2013-07-11 22:51:53,191 INFO  hdfs.StateChange (NameNodeRpcServer.java:reportBadBlocks(456)) - *DIR* NameNode.reportBadBlocks

2013-07-11 22:51:53,192 INFO  hdfs.StateChange (CorruptReplicasMap.java:addToCorruptReplicasMap(56)) - BLOCK NameSystem.addToCorruptReplicasMap: blk_39047262473704    29212 added as corrupt on 127.0.0.1:58013 by /127.0.0.1

/**

 * Stores information about all corrupt blocks in the File System.

 * A Block is considered corrupt only if all of its replicas are

 * corrupt.
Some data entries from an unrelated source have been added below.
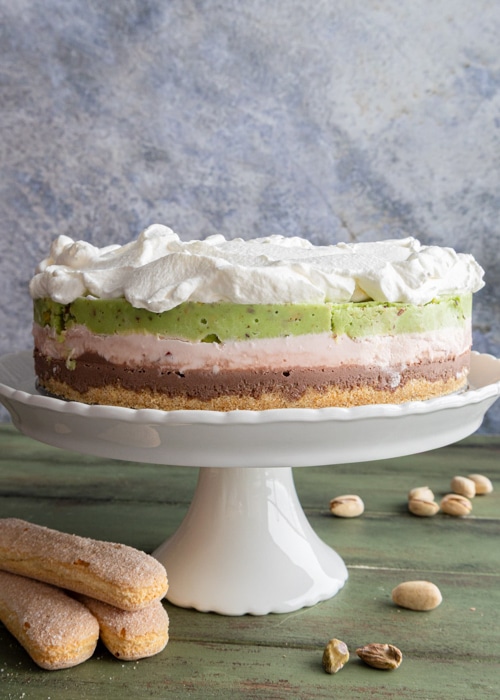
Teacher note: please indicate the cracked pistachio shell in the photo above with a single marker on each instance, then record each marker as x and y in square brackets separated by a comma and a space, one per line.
[483, 484]
[423, 492]
[383, 656]
[455, 504]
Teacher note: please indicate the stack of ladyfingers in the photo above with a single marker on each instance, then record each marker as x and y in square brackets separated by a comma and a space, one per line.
[59, 593]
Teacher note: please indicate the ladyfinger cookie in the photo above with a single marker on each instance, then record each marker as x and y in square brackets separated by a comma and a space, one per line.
[130, 635]
[56, 630]
[114, 573]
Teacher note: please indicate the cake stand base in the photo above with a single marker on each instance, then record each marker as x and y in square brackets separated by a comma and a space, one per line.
[246, 546]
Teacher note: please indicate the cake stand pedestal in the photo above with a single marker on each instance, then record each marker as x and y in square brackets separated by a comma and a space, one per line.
[245, 545]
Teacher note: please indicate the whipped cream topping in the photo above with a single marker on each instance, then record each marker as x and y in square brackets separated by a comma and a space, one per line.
[159, 271]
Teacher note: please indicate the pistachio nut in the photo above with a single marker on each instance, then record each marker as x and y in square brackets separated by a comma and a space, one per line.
[348, 506]
[483, 484]
[417, 595]
[335, 656]
[464, 486]
[455, 504]
[384, 656]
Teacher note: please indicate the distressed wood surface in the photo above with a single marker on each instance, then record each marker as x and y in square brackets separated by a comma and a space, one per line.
[450, 652]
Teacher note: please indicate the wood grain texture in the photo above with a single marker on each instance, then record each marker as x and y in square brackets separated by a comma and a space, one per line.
[450, 652]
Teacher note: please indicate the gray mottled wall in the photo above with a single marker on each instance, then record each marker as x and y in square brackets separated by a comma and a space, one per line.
[330, 119]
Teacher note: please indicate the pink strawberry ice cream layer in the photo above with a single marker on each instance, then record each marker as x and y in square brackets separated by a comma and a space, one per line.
[320, 350]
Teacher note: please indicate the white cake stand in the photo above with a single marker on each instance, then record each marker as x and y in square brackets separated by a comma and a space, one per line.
[245, 545]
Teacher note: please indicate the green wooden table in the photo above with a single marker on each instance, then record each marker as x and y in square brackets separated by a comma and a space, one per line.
[452, 652]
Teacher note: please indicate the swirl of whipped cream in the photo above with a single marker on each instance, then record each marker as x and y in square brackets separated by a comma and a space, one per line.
[158, 271]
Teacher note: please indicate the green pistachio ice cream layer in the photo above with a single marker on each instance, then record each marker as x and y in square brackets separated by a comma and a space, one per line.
[219, 322]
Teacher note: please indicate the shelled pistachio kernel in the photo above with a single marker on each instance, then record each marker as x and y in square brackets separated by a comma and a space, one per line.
[417, 595]
[463, 486]
[347, 506]
[335, 656]
[483, 484]
[455, 504]
[423, 492]
[423, 507]
[384, 656]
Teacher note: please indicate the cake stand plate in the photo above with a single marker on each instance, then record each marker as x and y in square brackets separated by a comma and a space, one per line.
[245, 545]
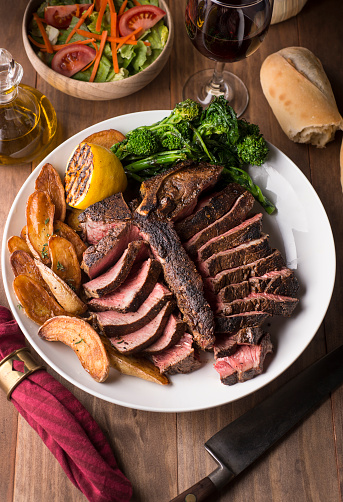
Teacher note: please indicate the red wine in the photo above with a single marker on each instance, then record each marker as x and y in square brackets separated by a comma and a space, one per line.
[224, 33]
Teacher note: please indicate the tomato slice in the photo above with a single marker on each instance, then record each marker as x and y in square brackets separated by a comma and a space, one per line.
[72, 59]
[60, 16]
[142, 16]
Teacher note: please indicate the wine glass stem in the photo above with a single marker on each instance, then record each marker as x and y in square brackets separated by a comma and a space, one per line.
[217, 86]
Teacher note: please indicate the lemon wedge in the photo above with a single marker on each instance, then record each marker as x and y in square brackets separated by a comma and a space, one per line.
[93, 173]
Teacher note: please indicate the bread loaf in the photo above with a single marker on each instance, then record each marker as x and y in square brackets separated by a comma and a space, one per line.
[299, 93]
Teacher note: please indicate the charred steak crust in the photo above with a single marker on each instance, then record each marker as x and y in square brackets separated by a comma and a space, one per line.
[174, 193]
[181, 276]
[232, 218]
[247, 231]
[214, 208]
[273, 261]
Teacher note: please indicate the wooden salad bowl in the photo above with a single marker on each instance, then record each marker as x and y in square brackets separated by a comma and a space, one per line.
[93, 90]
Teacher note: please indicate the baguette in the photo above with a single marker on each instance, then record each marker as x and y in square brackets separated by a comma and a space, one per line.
[300, 95]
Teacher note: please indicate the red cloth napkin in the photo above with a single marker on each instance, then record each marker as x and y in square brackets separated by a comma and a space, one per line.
[65, 426]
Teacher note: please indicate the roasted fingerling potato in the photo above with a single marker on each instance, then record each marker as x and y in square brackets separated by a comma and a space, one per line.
[83, 340]
[40, 224]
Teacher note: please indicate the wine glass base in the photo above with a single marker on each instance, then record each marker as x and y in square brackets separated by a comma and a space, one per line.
[199, 88]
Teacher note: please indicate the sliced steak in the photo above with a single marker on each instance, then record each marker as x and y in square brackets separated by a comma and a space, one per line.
[261, 302]
[142, 338]
[247, 231]
[245, 363]
[115, 324]
[98, 258]
[208, 210]
[174, 193]
[181, 358]
[181, 276]
[225, 345]
[232, 323]
[129, 296]
[100, 217]
[232, 218]
[274, 261]
[109, 281]
[171, 335]
[238, 256]
[279, 282]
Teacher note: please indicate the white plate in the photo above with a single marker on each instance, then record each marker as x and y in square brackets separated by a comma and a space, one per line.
[300, 230]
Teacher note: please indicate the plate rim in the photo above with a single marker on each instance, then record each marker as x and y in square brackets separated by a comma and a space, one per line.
[4, 256]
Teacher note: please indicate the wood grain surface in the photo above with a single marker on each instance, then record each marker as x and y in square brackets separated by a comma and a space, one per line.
[162, 453]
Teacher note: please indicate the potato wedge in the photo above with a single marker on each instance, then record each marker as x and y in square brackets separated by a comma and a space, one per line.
[63, 293]
[72, 219]
[38, 305]
[84, 341]
[135, 366]
[105, 138]
[16, 243]
[49, 181]
[23, 263]
[64, 261]
[63, 230]
[40, 224]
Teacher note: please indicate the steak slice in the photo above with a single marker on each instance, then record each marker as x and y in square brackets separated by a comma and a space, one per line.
[274, 261]
[133, 291]
[181, 276]
[116, 275]
[238, 256]
[139, 340]
[171, 335]
[115, 324]
[245, 363]
[227, 345]
[232, 323]
[174, 193]
[261, 302]
[232, 218]
[181, 358]
[247, 231]
[100, 217]
[279, 282]
[208, 210]
[101, 256]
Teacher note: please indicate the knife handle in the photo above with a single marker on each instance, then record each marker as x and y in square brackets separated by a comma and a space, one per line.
[198, 492]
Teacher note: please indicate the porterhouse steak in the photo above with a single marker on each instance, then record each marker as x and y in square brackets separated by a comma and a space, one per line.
[207, 280]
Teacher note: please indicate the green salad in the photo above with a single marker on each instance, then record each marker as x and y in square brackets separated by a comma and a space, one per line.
[92, 41]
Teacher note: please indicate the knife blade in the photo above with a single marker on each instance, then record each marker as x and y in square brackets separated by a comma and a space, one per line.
[244, 440]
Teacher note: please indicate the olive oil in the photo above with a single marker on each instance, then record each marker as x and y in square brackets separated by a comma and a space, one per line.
[27, 119]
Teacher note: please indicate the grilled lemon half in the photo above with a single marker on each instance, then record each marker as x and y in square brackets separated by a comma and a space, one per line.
[93, 173]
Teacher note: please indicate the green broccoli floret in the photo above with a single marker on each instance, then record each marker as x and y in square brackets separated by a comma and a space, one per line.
[252, 150]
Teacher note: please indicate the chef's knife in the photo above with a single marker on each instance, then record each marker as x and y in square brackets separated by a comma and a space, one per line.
[243, 441]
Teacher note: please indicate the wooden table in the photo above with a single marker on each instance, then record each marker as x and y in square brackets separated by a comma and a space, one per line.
[163, 454]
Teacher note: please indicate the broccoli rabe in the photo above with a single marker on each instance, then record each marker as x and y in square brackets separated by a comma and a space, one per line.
[214, 134]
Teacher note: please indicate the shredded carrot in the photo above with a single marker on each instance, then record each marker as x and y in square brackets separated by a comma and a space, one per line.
[126, 39]
[100, 15]
[98, 56]
[80, 21]
[122, 8]
[113, 44]
[111, 6]
[47, 42]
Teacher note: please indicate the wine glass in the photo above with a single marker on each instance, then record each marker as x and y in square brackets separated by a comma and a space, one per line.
[225, 31]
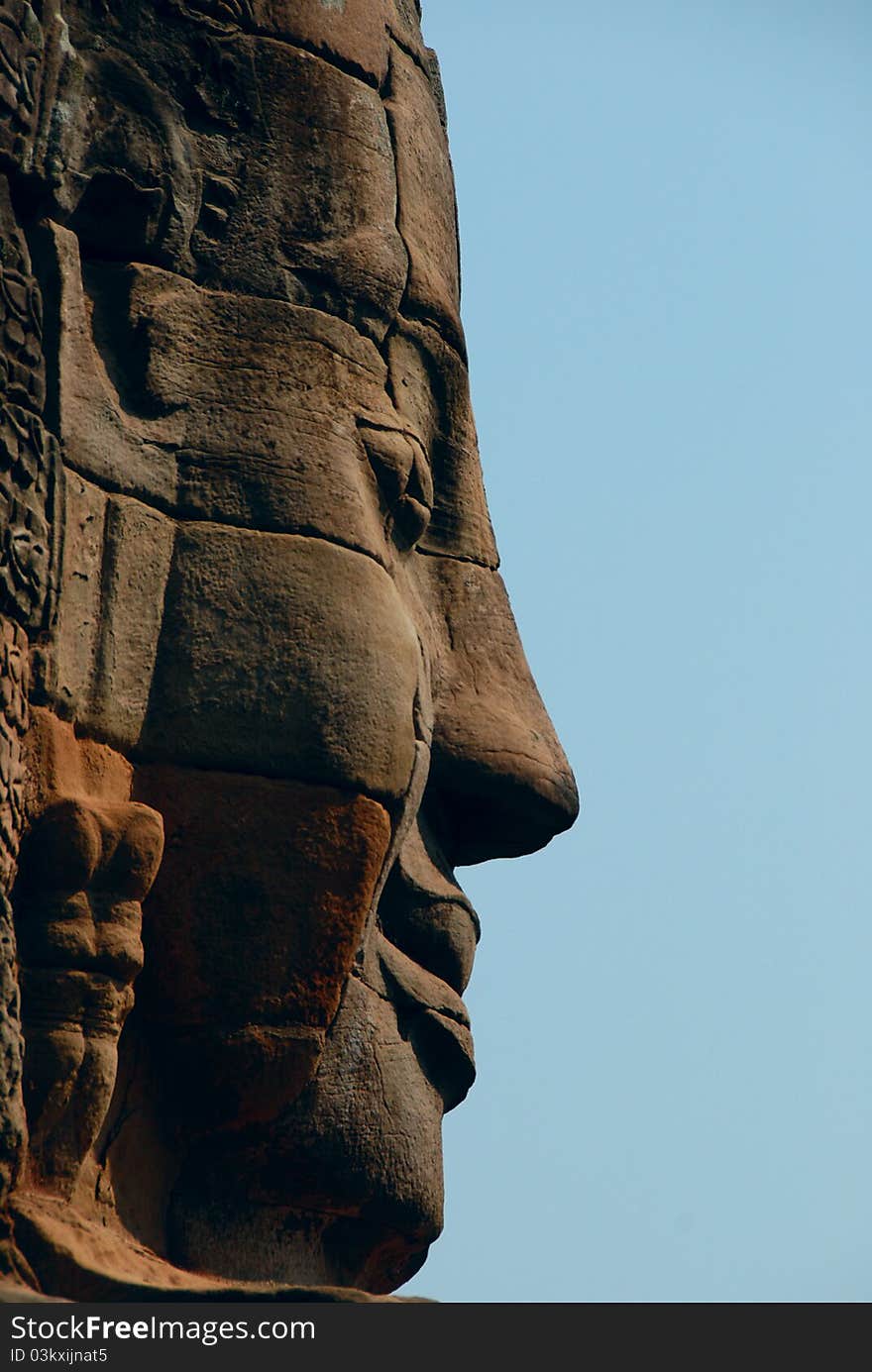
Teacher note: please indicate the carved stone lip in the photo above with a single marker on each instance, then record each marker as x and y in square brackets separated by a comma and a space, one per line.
[437, 1021]
[419, 987]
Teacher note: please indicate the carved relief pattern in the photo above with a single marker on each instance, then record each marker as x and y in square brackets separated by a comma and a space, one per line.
[13, 723]
[21, 63]
[217, 15]
[29, 467]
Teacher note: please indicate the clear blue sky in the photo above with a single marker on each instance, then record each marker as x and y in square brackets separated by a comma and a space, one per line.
[666, 231]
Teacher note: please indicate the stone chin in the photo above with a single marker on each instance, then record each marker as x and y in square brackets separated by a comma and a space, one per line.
[345, 1189]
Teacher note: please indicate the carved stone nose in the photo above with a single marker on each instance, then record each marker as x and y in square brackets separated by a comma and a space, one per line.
[502, 785]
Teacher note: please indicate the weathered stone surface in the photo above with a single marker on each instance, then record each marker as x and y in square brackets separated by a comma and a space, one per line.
[248, 601]
[494, 749]
[426, 213]
[287, 656]
[87, 863]
[433, 394]
[298, 915]
[366, 1204]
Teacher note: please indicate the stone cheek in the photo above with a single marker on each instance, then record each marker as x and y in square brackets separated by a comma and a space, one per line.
[249, 652]
[252, 930]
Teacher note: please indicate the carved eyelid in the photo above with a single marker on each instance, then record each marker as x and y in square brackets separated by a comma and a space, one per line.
[401, 468]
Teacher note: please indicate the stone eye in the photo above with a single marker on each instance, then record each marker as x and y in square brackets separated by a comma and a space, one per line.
[402, 474]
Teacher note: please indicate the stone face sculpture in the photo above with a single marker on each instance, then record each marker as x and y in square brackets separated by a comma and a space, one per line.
[262, 685]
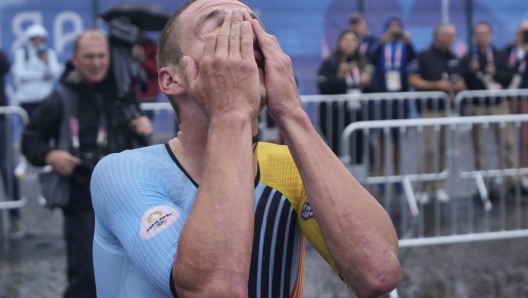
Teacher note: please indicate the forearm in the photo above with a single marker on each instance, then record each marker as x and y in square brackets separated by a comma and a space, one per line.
[357, 231]
[214, 249]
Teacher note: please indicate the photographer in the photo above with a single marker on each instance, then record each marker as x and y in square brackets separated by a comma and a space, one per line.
[36, 69]
[87, 113]
[517, 57]
[391, 55]
[346, 71]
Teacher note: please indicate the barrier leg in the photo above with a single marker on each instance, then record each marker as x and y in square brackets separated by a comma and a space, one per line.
[483, 191]
[409, 194]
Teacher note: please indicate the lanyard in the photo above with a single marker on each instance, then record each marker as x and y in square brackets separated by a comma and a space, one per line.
[514, 57]
[353, 77]
[363, 48]
[489, 55]
[101, 131]
[389, 63]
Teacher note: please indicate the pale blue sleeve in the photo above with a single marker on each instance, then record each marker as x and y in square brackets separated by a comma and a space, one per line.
[131, 199]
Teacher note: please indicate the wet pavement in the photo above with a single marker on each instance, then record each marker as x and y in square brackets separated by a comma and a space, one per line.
[34, 266]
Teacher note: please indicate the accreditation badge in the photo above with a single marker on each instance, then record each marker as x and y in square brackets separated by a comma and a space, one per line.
[354, 104]
[393, 80]
[516, 81]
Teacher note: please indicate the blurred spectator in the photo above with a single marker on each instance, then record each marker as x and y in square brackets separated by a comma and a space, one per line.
[436, 69]
[145, 53]
[392, 55]
[487, 68]
[7, 157]
[517, 57]
[36, 69]
[518, 61]
[100, 129]
[346, 71]
[358, 24]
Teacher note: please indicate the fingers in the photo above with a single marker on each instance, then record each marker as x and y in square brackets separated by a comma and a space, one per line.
[268, 43]
[246, 44]
[190, 69]
[234, 38]
[210, 44]
[222, 40]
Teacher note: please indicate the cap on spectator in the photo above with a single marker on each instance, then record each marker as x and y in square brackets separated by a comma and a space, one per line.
[36, 30]
[356, 17]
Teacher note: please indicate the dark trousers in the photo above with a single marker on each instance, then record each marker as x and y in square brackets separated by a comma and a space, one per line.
[79, 228]
[30, 108]
[7, 165]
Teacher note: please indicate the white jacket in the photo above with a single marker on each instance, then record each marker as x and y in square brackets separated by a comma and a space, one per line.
[35, 79]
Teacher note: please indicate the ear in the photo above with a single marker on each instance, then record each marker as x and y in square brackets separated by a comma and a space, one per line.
[171, 81]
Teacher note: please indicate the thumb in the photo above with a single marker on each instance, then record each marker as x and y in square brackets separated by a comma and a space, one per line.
[190, 69]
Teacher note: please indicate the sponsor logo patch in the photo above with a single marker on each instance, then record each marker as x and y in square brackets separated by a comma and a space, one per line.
[156, 220]
[307, 212]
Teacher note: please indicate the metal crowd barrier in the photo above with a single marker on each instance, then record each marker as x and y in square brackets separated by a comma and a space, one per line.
[349, 108]
[6, 195]
[463, 222]
[518, 99]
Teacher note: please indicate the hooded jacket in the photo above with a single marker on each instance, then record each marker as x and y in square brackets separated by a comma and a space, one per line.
[45, 126]
[34, 78]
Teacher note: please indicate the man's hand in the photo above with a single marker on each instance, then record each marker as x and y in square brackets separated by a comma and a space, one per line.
[444, 85]
[406, 37]
[62, 162]
[386, 37]
[474, 65]
[281, 89]
[142, 126]
[343, 68]
[43, 55]
[139, 53]
[490, 69]
[227, 78]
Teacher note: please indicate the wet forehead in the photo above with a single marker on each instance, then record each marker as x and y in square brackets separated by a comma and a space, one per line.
[195, 13]
[93, 44]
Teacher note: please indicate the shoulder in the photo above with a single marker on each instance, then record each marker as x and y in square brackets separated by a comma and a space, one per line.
[278, 170]
[131, 162]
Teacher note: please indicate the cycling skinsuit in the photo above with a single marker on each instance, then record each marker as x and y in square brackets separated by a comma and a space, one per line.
[142, 198]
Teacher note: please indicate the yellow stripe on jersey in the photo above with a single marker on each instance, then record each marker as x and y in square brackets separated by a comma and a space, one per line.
[278, 170]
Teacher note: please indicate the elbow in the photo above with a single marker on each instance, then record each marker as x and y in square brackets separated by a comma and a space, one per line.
[379, 281]
[213, 289]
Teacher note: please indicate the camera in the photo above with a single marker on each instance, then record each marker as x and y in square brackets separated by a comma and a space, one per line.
[397, 34]
[83, 172]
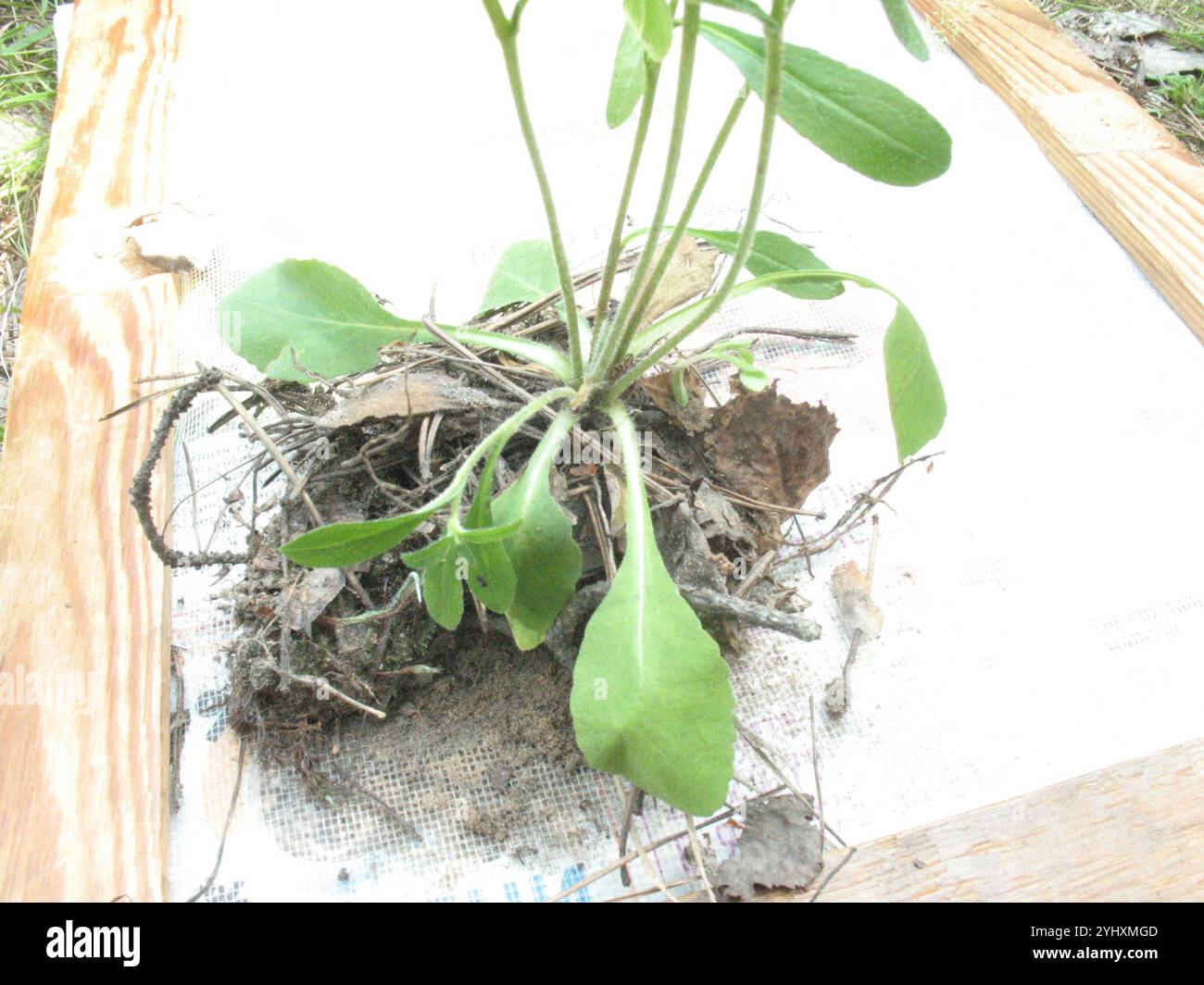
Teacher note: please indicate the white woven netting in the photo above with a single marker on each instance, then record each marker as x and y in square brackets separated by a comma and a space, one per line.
[1042, 588]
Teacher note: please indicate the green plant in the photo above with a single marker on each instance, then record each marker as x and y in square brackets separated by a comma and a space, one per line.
[27, 99]
[650, 699]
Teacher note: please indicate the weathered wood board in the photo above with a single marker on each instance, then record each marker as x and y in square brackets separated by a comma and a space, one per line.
[1138, 180]
[1128, 832]
[83, 790]
[83, 779]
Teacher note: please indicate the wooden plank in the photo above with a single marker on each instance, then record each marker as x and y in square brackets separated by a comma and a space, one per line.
[1128, 832]
[1138, 180]
[83, 789]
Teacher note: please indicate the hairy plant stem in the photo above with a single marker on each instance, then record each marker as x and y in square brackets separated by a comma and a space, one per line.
[607, 351]
[773, 49]
[651, 76]
[507, 34]
[649, 289]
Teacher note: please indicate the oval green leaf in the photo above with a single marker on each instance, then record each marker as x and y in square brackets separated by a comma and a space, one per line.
[906, 29]
[627, 79]
[345, 544]
[653, 24]
[913, 385]
[651, 699]
[854, 117]
[774, 253]
[543, 552]
[526, 271]
[317, 311]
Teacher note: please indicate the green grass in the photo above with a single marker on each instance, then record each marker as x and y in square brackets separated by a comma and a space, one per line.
[1186, 15]
[27, 98]
[1184, 92]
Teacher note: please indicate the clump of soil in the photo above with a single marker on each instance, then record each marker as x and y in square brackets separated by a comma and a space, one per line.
[308, 657]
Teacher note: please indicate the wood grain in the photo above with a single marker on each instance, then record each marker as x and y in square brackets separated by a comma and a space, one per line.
[1138, 180]
[82, 787]
[1128, 832]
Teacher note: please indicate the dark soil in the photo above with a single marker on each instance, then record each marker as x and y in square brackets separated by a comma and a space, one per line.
[448, 692]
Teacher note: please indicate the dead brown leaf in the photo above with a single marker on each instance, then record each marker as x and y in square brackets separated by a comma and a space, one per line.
[695, 417]
[769, 448]
[686, 277]
[406, 395]
[858, 608]
[779, 848]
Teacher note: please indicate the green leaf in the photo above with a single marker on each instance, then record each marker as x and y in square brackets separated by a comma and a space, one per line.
[627, 80]
[854, 117]
[476, 557]
[743, 6]
[651, 697]
[486, 535]
[906, 29]
[653, 24]
[321, 313]
[918, 400]
[335, 325]
[677, 380]
[490, 575]
[773, 253]
[345, 544]
[754, 380]
[545, 554]
[526, 271]
[442, 565]
[913, 384]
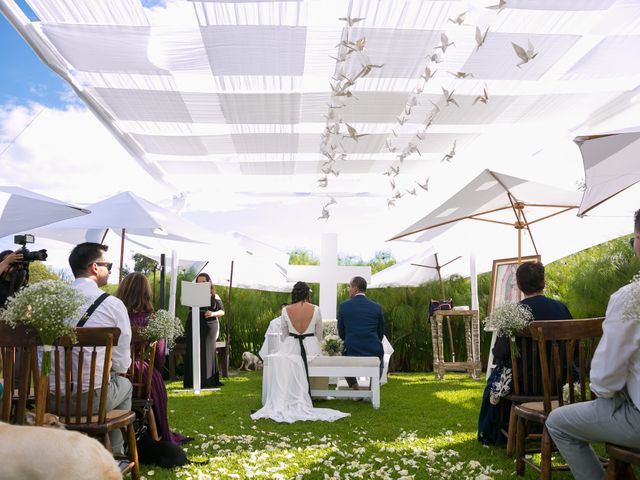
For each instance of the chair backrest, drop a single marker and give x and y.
(559, 343)
(78, 370)
(18, 349)
(525, 366)
(143, 352)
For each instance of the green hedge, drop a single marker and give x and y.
(584, 281)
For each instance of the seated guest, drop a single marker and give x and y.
(530, 279)
(361, 326)
(91, 271)
(135, 293)
(615, 378)
(275, 326)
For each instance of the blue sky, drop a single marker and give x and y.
(24, 77)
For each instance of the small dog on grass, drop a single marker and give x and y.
(36, 453)
(250, 360)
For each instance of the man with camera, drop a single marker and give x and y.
(8, 274)
(14, 267)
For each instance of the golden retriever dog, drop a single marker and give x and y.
(41, 453)
(250, 360)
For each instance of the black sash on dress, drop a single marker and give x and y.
(303, 352)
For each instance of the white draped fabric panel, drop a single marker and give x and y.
(196, 89)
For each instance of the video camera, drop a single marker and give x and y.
(28, 256)
(17, 276)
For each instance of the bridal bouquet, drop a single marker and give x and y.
(332, 345)
(163, 325)
(510, 319)
(45, 307)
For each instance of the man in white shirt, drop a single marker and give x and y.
(91, 271)
(615, 378)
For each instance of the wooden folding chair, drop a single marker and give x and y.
(73, 389)
(558, 343)
(18, 349)
(143, 355)
(620, 461)
(527, 386)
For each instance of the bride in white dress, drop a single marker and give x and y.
(287, 393)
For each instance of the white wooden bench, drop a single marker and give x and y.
(348, 367)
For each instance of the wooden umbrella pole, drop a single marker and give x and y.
(438, 267)
(121, 256)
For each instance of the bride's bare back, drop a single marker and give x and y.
(300, 314)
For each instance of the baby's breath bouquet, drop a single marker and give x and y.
(163, 325)
(329, 327)
(510, 319)
(332, 345)
(632, 308)
(45, 307)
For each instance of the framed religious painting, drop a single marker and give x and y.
(504, 287)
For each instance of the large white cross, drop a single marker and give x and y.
(328, 274)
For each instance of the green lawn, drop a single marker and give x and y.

While reporting replicas of a Block, we hide any corrupt

 * copies. These copies are removed once Block is found to have

 * expected number of good replicas.

 * Mapping: Block -> TreeSet<DatanodeDescriptor>

 */

@InterfaceAudience.Private

public class CorruptReplicasMap{

  /**

   * Mark the block belonging to datanode as corrupt.

   *

   * @param blk Block to be added to CorruptReplicasMap

   * @param dn DatanodeDescriptor which holds the corrupt replica

   */

  public void addToCorruptReplicasMap(Block blk, DatanodeDescriptor dn) {

    Collection<DatanodeDescriptor> nodes = getNodes(blk);

    if (nodes == null) {

      nodes = new TreeSet<DatanodeDescriptor>();

      corruptReplicasMap.put(blk, nodes);

    }

    if (!nodes.contains(dn)) {

      nodes.add(dn);

      NameNode.stateChangeLog.info("BLOCK NameSystem.addToCorruptReplicasMap: "+

                                   blk.getBlockName() +

                                   " added as corrupt on " + dn.getName() +

                                   " by " + Server.getRemoteIp());

    } else {

      NameNode.stateChangeLog.info("BLOCK NameSystem.addToCorruptReplicasMap: "+

                                   "duplicate requested for " +

                                   blk.getBlockName() + " to add as corrupt " +

                                   "on " + dn.getName() +

                                   " by " + Server.getRemoteIp());

    }

  }

Apparently, the NN adds this block into the corruptReplicasMap.

Later when NN tries to read the block, the NN will report it as corrupted...

4. Root cause

4.1 Category:

Incorrect handling of exception (checksum exception). This is an example where you can only test it by anticipating the error scenario in the real-world. The original error handling logic was fine with you have occasional checksum errors, but not in this particular error mode. This is a protocol design error.